NASHは、肥満、2型糖尿病、高血圧、脂質異常症などを背景に肝臓に脂肪が蓄積し、炎症や線維化を伴い、やがて肝硬変や肝臓がんを引き起こす病気だ。原因となる病気の治療に加え、肥満解消が重要。それで良くならない場合、薬物治療となるが、NASHの治療薬として認可されているものはなかった。
しかし、今後は変わるかもしれない。それが1つ目のトピックスだ。
■16カ国143施設での比較試験で糖尿病治療薬に改善効果
「2型糖尿病治療薬GLP-1受容体作動薬を週1回皮下投与した試験で、NASHの脂肪肝、炎症が改善し、線維化もやや改善しました」
これは、日本を含む16カ国143施設で行われたプラセボ(偽薬)との比較試験の結果。使われたGLP-1受容体作動薬は、日本で2020年に2型糖尿病患者に対して承認された週1回皮下注射するセマグルチドだ。
NASHの改善は、セマグルチド0.1ミリグラム投与群で40.4%、0.2ミリ群で35.6%、0.4ミリ群で58.9%と、プラセボ群の17.2%に対し、いずれも有意差が見られた。
線維化を伴うNASHでは線維化の改善は見られたが、プラセボ群との間に有意差はなかった。しかし、線維化が進んだ患者の「悪化を防ぐ」点についてはGLP-1受容体作動薬の有効性が認められ、繊維化のバイオマーカーも改善した。
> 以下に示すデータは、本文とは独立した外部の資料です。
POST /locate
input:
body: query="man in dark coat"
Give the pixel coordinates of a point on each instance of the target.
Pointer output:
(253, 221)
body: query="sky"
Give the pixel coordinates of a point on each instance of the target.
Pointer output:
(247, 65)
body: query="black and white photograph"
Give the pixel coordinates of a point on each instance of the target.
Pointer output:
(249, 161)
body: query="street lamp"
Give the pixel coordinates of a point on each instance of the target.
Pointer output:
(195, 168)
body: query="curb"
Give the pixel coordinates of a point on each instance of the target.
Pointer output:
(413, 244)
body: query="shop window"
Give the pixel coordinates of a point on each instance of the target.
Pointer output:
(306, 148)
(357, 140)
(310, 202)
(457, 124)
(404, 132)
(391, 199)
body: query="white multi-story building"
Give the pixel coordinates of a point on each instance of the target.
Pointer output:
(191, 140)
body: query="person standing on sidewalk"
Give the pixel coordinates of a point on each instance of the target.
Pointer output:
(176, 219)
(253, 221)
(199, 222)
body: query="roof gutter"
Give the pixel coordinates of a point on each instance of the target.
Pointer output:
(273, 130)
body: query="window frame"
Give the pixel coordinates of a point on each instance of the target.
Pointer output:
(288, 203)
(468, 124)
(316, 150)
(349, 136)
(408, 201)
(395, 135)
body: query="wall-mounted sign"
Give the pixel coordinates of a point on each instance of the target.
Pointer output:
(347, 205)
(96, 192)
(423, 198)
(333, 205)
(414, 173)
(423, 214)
「今回の試験は投与期間が1年半。線維化の改善には時間がかかるので、2年や3年と長期的に投与すると線維化の改善が期待できる。早ければ2年半先にはNASHの治療薬として承認申請が行われる可能性がある」
となると、NASHの初の承認治療薬となる。
■肝生検なしで確定診断が可能に
NASHが厄介なのは、確定診断には肝生検が必要な点だ。患者の負担が大きく、NAFLD全員を対象には行えない。
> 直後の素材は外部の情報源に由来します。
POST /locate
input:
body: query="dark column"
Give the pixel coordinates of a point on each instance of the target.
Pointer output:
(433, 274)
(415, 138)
そこで岡上医師が開発したのが、人工知能(AI)を用いたNASHのスクリーニング「NASHスコープ」と線維化診断法「フィブロスコープ」。これが2つ目のトピックスだ。
「通常の検査で分かる11項目をNASHスコープに入れると、1分でNASHかどうかが分かる。それに線維化マーカーを加えた12項目をフィブロスコープにかけると、線維化がどれほど進んでいるかがすぐ判明します」
約3年半かけ、岡上医師がこれまで肝生検で診断したNAFLD324例のデータを用いてAIシステムを構築した。肝生検での組織診断は、病理医の診断能力や、採取した組織の部位の病変で差が出る。吹田病院は国内トップクラスのNASH治療病院ゆえに全国から多数の患者が集まり、肝組織診断を岡上医師がひとりで行うため、肝生検の結果に診断医間の差がない。だからこそ肝生検に少しも劣らない精度の高いAI診断システムが構築できた。
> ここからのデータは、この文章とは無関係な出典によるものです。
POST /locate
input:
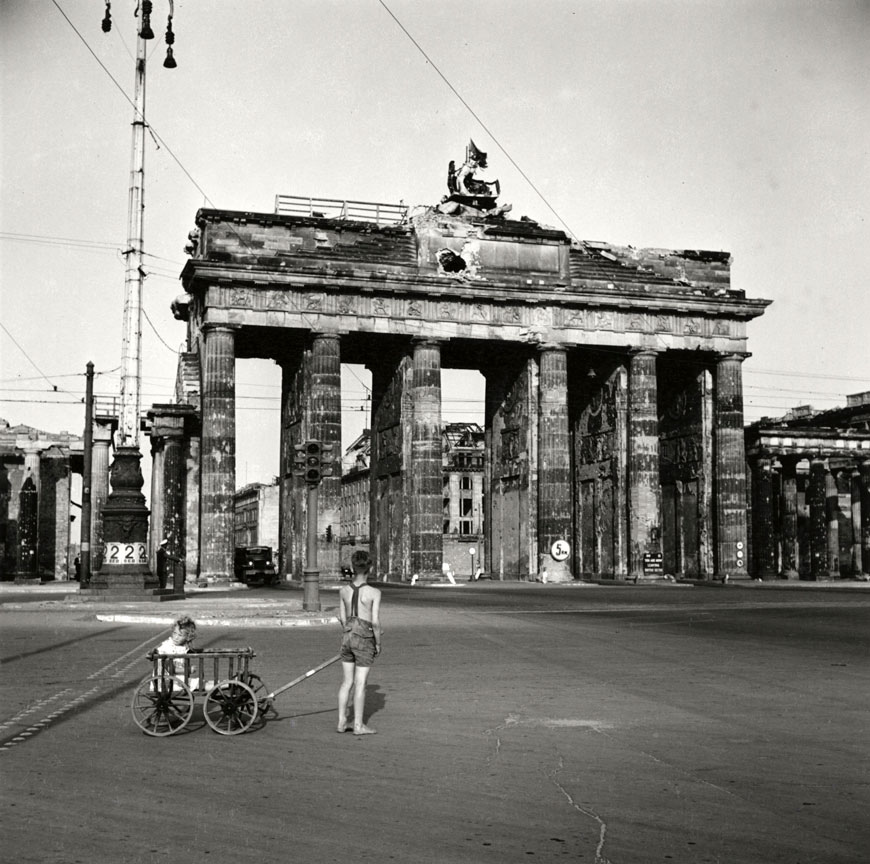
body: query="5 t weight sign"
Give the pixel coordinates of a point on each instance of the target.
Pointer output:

「患者さんの負担が全くない。AIでNASHを調べられるようになれば、今までNASHとされていなかった人にも、NASHが見つかる可能性が高い。早期発見、早期治療となれば、肝硬変、肝臓がんの患者数減少が期待できます」
このAIの検査は、岡上医師の病院以外でも使用可能で、すでに一部の病院で使用されている。